Posts Tagged ‘hard disk’

Rebuilding a Raid 1 array: Using mdadm to add the new drive back to the array

Friday, May 31st, 2013

Because of frequent disk failures that occur in my Mobile Desktop for reasons I’ve yet to conclusively identify, I decided early on to run two drives in a Raid 1 array. In this way, a single drive failure was easily overcome. A week or so ago one of my current drives started producing read errors and it was removed from the array by mdadm (linux’s multi-disk administrator). Today I’m adding the failed drive back to the array (currently only 1 active drive) and decided to post the commands I use so I can find them easily in the future. For more information on creating, administering, and repairing Raid arrays in linux, I suggest an article on howtoforge.com by Falco Timme.

As of right now, my Raid 1 array (md0) has one connected drive (really partition), /dev/sda1. The drive (partition) that I want to add back to the array is /dev/sdb1. Both drives are from Western Digital but sda is a 250 GB disk while sdb is a 320 GB disk. Because sdb was previously in the array, there’s nothing special that I’ll need to do to use it, but I will be limited to using only 250 GB of the space on that drive. Here is the output from some mdadm commands to clarify the picture:

ecellingsworth@MD1-LMDE ~ $ cat /proc/mdstat
 Personalities : [raid1]
 md0 : active raid1 sda1[3]
 244194841 blocks super 1.2 [2/1] [_U]
 ecellingsworth@MD1-LMDE ~ $ sudo mdadm --detail /dev/md0
 [sudo] password for ecellingsworth:
 /dev/md0:
 Version : 1.2
 Creation Time : Thu Sep 15 10:36:29 2011
 Raid Level : raid1
 Array Size : 244194841 (232.88 GiB 250.06 GB)
 Used Dev Size : 244194841 (232.88 GiB 250.06 GB)
 Raid Devices : 2
 Total Devices : 1
 Persistence : Superblock is persistent
Update Time : Fri May 31 11:41:27 2013
 State : active, degraded
 Active Devices : 1
 Working Devices : 1
 Failed Devices : 0
 Spare Devices : 0
Name : MD1-Ubuntu:0
 UUID : 7d0d271d:04fdd2c1:de65ca3f:4c375489
 Events : 1279820
Number   Major   Minor   RaidDevice State
 0       0        0        0      removed
 3       8        1        1      active sync   /dev/sda1

First I copy the partition table from the good drive to the failed drive. If you use any of these commands yourself, be sure you use the right drive identifier. If you switch sda and sdb, you will destroy the good drive.

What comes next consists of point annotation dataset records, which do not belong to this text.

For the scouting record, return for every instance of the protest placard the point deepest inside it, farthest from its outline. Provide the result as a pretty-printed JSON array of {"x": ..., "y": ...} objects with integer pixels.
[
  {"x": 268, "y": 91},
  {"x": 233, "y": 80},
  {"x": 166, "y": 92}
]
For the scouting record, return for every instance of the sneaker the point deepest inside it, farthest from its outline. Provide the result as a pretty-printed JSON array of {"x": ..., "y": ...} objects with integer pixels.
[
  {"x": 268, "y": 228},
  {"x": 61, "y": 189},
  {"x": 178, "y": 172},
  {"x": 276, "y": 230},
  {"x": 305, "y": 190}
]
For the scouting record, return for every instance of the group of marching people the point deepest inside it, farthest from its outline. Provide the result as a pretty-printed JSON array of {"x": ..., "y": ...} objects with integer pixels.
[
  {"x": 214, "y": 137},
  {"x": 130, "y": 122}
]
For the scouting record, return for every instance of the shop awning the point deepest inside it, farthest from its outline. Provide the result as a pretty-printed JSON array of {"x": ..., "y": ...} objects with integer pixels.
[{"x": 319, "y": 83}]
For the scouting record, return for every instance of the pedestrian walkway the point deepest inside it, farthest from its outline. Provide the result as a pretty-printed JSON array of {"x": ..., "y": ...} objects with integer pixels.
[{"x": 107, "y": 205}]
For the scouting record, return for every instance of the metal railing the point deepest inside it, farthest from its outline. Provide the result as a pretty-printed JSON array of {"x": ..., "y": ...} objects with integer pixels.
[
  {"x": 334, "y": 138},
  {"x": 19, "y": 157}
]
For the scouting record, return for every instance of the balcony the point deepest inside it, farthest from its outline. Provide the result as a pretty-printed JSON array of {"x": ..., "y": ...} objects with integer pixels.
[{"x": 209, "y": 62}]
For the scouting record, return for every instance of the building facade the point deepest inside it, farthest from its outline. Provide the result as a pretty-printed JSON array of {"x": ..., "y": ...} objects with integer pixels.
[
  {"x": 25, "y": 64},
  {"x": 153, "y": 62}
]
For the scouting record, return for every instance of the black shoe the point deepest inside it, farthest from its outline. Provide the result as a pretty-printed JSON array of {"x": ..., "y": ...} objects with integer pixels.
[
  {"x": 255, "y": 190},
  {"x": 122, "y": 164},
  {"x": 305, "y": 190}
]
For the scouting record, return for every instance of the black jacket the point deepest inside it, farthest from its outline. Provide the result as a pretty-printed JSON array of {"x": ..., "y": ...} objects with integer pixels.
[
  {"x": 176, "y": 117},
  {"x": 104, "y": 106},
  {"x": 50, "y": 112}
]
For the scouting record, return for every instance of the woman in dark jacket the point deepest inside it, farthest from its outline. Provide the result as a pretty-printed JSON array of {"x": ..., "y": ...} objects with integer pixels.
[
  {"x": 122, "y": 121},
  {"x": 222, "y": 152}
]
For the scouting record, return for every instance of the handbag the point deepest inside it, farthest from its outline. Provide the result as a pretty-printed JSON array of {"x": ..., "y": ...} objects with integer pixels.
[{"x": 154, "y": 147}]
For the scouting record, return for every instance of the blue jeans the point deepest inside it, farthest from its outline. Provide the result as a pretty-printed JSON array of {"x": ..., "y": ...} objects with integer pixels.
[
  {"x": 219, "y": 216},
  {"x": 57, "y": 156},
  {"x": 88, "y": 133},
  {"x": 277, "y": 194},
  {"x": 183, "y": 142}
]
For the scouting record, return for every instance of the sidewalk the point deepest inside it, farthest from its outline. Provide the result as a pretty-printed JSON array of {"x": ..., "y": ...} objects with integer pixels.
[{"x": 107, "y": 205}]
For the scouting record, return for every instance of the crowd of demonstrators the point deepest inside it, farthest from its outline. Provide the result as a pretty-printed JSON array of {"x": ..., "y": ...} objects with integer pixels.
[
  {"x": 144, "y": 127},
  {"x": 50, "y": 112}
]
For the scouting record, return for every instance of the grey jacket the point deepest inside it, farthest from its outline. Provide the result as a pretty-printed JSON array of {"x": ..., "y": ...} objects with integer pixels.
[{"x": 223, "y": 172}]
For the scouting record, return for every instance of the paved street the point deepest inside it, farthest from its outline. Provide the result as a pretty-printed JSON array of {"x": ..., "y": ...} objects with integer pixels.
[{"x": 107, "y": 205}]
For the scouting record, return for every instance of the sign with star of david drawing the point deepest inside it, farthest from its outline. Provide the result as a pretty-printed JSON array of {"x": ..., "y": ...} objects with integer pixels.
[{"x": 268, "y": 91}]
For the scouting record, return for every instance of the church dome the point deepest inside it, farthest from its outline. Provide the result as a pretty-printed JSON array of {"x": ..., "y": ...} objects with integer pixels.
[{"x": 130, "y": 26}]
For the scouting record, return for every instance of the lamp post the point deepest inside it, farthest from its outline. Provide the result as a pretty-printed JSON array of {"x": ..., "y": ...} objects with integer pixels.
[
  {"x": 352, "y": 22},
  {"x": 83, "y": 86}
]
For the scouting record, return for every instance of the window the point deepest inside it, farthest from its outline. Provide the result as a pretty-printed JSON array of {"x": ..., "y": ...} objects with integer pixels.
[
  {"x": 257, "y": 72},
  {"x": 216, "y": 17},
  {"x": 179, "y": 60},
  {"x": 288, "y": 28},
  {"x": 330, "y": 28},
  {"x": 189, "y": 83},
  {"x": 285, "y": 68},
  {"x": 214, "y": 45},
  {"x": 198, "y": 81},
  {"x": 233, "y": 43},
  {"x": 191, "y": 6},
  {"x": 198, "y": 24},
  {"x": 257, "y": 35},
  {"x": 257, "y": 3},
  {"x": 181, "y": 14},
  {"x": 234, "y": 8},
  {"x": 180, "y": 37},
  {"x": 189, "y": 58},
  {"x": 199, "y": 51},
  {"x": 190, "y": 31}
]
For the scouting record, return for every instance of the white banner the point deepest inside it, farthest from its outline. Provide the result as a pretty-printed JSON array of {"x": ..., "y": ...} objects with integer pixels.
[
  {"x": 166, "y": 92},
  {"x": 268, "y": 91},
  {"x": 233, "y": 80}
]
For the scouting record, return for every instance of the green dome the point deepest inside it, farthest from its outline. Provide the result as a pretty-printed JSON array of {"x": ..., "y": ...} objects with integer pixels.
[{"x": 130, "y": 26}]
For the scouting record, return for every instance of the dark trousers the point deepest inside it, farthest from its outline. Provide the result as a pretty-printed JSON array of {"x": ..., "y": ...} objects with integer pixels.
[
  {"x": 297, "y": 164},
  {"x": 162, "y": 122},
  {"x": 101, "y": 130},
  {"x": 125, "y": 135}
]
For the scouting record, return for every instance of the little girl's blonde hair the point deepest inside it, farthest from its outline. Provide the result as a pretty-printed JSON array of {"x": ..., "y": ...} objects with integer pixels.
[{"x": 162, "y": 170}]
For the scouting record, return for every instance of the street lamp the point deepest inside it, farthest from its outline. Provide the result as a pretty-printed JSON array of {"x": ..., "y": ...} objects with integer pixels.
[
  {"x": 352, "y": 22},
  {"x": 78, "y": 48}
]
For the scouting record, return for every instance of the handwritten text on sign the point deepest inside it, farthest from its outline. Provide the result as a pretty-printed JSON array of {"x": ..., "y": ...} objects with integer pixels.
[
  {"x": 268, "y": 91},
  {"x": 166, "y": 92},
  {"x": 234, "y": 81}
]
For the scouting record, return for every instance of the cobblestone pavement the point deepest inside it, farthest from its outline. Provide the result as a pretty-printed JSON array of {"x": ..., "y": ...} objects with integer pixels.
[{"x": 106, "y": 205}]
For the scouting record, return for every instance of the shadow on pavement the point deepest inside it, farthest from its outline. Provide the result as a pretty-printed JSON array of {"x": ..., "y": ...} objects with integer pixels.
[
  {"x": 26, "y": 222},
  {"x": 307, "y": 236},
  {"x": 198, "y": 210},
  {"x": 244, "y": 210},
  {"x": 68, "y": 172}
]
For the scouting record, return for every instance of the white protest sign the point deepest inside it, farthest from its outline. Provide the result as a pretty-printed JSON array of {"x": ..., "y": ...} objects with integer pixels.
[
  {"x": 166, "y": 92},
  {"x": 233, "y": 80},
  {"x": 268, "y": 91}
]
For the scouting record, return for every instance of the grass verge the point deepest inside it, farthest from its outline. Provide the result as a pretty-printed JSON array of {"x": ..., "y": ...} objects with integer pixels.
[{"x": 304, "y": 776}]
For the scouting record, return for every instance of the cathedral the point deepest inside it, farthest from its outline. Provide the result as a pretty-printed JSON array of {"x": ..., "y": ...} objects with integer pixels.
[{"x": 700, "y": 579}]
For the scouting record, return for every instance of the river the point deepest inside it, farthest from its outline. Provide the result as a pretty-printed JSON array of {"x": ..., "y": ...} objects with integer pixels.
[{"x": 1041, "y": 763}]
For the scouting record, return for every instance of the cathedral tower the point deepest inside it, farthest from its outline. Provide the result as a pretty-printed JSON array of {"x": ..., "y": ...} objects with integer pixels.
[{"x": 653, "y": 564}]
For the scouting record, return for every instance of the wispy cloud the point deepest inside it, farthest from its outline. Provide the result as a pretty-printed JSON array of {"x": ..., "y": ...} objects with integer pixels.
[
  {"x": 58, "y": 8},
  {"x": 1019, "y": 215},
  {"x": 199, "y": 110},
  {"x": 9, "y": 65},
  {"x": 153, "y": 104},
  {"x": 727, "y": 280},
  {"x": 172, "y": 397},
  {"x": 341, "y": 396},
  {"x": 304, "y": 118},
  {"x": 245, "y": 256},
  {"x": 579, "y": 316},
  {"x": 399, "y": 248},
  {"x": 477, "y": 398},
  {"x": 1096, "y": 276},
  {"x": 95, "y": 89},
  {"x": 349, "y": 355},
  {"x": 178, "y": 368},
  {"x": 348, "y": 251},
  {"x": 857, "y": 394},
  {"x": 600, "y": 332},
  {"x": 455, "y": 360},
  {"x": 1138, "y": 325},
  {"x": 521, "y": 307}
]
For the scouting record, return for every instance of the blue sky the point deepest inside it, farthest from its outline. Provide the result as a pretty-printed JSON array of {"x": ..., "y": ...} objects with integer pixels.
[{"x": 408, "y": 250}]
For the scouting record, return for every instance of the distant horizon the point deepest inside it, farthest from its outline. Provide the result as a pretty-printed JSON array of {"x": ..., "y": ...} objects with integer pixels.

ecellingsworth@MD1-LMDE ~ $ sudo sfdisk -d /dev/sda | sudo sfdisk --force /dev/sdb
 Checking that no-one is using this disk right now ...
 OK
Disk /dev/sdb: 38913 cylinders, 255 heads, 63 sectors/track
 Old situation:
 Units = cylinders of 8225280 bytes, blocks of 1024 bytes, counting from 0
Device Boot Start     End   #cyls    #blocks   Id  System
 /dev/sdb1   *      0+  30400   30401- 244196001   fd  Linux raid autodetect
 /dev/sdb2          0       -       0          0    0  Empty
 /dev/sdb3          0       -       0          0    0  Empty
 /dev/sdb4          0       -       0          0    0  Empty
 New situation:
 Units = sectors of 512 bytes, counting from 0
Device Boot    Start       End   #sectors  Id  System
 /dev/sdb1   *        63 488392064  488392002  fd  Linux raid autodetect
 /dev/sdb2             0         -          0   0  Empty
 /dev/sdb3             0         -          0   0  Empty
 /dev/sdb4             0         -          0   0  Empty
 Successfully wrote the new partition table
Re-reading the partition table ...
If you created or changed a DOS partition, /dev/foo7, say, then use dd(1)
 to zero the first 512 bytes:  dd if=/dev/zero of=/dev/foo7 bs=512 count=1
 (See fdisk(8).)

Now I remove any traces of the previous Raid information from the failed drive (partition).

ecellingsworth@MD1-LMDE ~ $ sudo mdadm --zero-superblock /dev/sdb1

All that’s left to do is put /dev/sdb1 back into the array.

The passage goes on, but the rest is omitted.